# at the zoo



## bev (Apr 5, 2009)

A bloke starts his new job at the zoo and is given three tasks... First is to clear the exotic fish pool of weeds. 

As he does this a huge fish jumps out and bites him. To show who is boss, he beats it to death with a spade. 
Realizing his employer won't be best pleased he disposes of the fish by feeding it to the lions, as lions will eat anything. 

Moving on to the second job of clearing out the Chimp house, he is attacked by the chimps who pelt him with coconuts.He swipes at two chimps with a spade killing them both.. What can he do? Feed them to the lions, he says to himself, because lions eat anything.He hurls the corpses into the lion enclosure. 

He moves on to the last job which is to collect honey from the South American Bees.. As soon as he starts he is attacked by the bees. He grabs the spade and smashes the bees to a pulp. By now he knows what to do and throws them into the lions cage because lions eat anything. 

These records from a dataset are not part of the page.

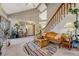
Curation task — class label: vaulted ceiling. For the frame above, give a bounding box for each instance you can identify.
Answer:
[1,3,39,14]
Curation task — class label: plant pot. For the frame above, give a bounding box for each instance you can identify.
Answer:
[0,48,2,55]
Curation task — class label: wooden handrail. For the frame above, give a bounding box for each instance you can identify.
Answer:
[43,3,76,29]
[44,3,63,28]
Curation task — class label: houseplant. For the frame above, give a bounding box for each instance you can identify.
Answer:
[0,42,3,55]
[14,24,20,38]
[69,8,79,41]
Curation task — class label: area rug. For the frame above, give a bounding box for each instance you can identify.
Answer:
[24,42,57,56]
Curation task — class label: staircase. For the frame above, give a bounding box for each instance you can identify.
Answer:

Later that day a new lion arrives at the zoo. He wanders up to another lion and says "What's the food like here?" 
The lions say: "Absolutely brilliant, today we had Fish and Chimps with Mushy Bees!


Bev


----------



## Tezzz (Apr 25, 2009)

Oh that was so funny... Reminds me about the bloke who went to the circus to get a job as a lion tamer...


----------